Rutelli e la ricostruzione di Palmira

Il terrorismo non ha solo straziato vite umane, ha anche distrutto un prezioso patrimonio culturale, secondo una visione folle di un integralismo che proibisce l’esistenza di icone, di simboli umani ed anche di figure animali. Noi siamo nati per questo, per batterci e per segnalare un pericoloso ritorno all’iconoclastia, ed è quello che stiamo provando a fare. Francesco Rutelli. Francesco Rutelli, ha fondato Associazione Incontro di civiltà,  quando sono iniziate le distruzioni in Siria e poi in Iraq, con lo scopo di tutelare e preservare il patrimonio culturale e il cui comitato scientifico è presieduto da Paolo Matthiae, lo scopritore delle rovine di Ebla considerato il più importante archeologo italiano del Medioriente. L’Associazione sta svolgendo un lavoro molto importante, programmato in tre fasi: La prima riguarda una grande mobilitazione per segnalare, a tutti i livelli, che la distruzione del patrimonio culturale ci emoziona meno delle perdite umane, ma è uno scempio che ha un significato non meno profondo. La seconda fase, dedicata alla ricostruzione di tre grandi opere simboliche, lasciando intatti su di esse anche segni e ferite del tempo. La terza fase prevede la realizzazione di un accordo tra noi e il Governo iracheno, con la collaborazione del Governo italiano, per compiere in alcuni luoghi cruciali delle ricostruzioni di monumenti che sono andati distrutti.

Tutto questo è stato realizzato  grazie ai soli fondi privati (in particolare in collaborazione con la Fondazione Terzo Pilastro Italia e Mediterraneo) e con i governi Renzi e Gentiloni e  il ministro Franceschini.

Rutelli sostiene la necessità dei “Caschi Blu della cultura”, corpi specializzati formati da studiosi, restauratori, tecnici e Carabinieri in grado di intervenire in caso di conflitto non solo per preservare il patrimonio culturale ma anche per contrastare il traffico illecito. Una task force sotto egida Unesco che può essere associata alle missioni ONU per mettere in sicurezza siti e aree a rischio. E’ un percorso iniziato con la Convenzione de L’Aia del 1954 che ha bandito i combattimenti nei luoghi di valore artistico e monumentale, impegno proseguito con delibere Unesco e Onu in cui l’Italia è sempre stata protagonista.

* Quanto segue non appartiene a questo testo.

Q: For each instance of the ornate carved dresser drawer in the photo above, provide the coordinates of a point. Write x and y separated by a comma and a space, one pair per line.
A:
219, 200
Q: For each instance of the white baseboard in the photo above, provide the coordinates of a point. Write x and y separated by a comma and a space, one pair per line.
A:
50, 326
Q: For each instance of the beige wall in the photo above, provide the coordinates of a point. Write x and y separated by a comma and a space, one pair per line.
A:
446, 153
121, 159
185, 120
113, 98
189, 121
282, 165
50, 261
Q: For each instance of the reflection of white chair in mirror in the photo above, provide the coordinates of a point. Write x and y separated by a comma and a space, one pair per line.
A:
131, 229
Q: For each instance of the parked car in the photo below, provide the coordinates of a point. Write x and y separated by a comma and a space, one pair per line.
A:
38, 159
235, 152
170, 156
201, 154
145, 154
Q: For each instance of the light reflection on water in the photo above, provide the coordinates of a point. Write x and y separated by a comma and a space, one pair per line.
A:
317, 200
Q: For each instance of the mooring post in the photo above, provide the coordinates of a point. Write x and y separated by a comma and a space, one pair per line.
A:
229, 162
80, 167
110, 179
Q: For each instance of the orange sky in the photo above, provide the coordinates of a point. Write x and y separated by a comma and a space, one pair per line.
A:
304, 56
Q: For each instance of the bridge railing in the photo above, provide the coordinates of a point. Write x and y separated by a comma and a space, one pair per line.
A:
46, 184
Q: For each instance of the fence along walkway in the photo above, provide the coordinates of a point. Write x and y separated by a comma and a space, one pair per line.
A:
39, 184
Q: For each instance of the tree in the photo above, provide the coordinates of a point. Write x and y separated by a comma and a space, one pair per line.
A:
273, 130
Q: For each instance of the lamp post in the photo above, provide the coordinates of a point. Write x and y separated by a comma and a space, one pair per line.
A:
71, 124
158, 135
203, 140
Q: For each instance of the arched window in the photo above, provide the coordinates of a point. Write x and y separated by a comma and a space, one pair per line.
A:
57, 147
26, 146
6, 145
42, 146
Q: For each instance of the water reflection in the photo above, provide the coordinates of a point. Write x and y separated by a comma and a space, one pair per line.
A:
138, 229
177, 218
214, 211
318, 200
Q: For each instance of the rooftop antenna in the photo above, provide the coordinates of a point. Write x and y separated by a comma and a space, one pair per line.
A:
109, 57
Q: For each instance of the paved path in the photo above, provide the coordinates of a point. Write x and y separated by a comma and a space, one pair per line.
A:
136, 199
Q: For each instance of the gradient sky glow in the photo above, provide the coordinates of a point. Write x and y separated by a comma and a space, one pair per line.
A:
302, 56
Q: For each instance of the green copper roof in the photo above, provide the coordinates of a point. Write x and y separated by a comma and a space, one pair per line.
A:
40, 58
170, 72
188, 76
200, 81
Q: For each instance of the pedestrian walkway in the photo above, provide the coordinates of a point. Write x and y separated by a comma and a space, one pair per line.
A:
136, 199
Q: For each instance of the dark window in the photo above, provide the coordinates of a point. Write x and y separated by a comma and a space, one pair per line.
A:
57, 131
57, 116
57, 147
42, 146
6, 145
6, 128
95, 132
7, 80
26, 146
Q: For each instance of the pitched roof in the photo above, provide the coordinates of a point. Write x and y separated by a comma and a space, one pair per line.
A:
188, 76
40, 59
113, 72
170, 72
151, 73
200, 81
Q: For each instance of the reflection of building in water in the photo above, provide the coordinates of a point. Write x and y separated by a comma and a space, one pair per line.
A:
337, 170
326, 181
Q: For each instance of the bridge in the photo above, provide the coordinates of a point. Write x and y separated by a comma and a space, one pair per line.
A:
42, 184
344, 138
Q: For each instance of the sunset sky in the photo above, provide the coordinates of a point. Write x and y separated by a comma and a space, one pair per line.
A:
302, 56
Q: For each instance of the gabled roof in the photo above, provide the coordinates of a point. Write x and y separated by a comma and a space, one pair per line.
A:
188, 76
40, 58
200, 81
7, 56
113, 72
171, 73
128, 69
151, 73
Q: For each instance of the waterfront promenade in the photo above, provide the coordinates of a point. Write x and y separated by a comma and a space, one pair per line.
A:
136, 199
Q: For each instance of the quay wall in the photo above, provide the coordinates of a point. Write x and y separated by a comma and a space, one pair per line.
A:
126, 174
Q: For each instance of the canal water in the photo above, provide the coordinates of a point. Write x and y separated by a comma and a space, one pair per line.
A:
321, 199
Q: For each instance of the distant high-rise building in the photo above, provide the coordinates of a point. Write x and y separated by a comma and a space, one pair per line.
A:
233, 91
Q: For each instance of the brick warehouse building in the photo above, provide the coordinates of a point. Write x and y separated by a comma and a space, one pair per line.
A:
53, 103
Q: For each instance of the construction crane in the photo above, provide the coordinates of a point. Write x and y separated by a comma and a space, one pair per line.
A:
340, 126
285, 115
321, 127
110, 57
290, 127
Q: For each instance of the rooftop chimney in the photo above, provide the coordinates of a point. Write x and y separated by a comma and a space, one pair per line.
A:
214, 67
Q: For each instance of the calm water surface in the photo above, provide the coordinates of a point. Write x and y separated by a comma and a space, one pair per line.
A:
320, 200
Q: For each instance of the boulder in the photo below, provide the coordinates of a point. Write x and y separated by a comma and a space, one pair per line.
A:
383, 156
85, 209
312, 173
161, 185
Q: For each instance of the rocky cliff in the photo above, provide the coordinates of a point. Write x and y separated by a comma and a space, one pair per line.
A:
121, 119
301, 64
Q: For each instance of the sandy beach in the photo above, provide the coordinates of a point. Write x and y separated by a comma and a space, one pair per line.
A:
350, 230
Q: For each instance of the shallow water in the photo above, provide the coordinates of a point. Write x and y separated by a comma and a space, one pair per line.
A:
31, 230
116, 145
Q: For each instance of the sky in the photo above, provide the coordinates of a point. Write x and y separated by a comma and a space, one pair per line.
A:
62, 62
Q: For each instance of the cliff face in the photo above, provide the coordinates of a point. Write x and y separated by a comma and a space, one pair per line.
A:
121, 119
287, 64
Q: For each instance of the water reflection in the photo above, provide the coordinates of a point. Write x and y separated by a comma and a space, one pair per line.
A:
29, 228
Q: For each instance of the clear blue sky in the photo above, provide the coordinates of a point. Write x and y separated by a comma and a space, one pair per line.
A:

Ci sono voluti due anni per ricostruire il soffitto del tempio di Bel a Palmira, il toro androcefalo che decorava uno dei portali del palazzo maggiore di Nimrud e la sala dell’archivio di stato di Ebla. Ed è la prima volta che si fa un lavoro di questo tipo grazie a tre aziende italiane, che hanno usato modernissime tecnologie; un lavoro che apre la strada alle prospettive di ricostruzione nelle città e nei siti distrutti dai jihadisti, con una collaborazione internazionale. Francesco Rutelli: “La cultura deve sopravvivere e noi vogliamo essere tra i costruttori e i ricostruttori che non accettano la vittoria dei distruttori sulla cultura che appartiene all’umanità intera oltre che ai popoli che ne vengono privati da violenza e terrorismo”. L’Italia è in prima linea nel non voler accettare distruzioni che feriscono l’intera umanità ha detto Rutelli.

“Non ci vogliamo rassegnare all’idea che questi capolavori siano perduti per sempre ed ecco che tecnici italiani studiosi e la volontà che abbiamo messo per due anni per ricostruire ciò che sembrava perso per sempre siano lo stimolo per la comunità internazionale perché domani queste opere vengano ricostruite in modo scientifico e ineccepibile e tornino a essere luoghi di conoscenza, cultura e libertà e non di barbarie”. Accogliere le tre opere al Colosseo, nel secondo anello del monumento più visitato d’Italia, ha un valore in più. Francesco Prosperetti, soprintendente speciale per il Colosseo, il Museo nazionale romano e l’area archeologica di Roma. “Il Colosseo è e rimane una meraviglia del mondo e accogliere dentro una testimonianza che le meraviglie del mondo devono continuare a vivere al di là della loro fisica distruzione è il messaggio forte che viene da questa mostra.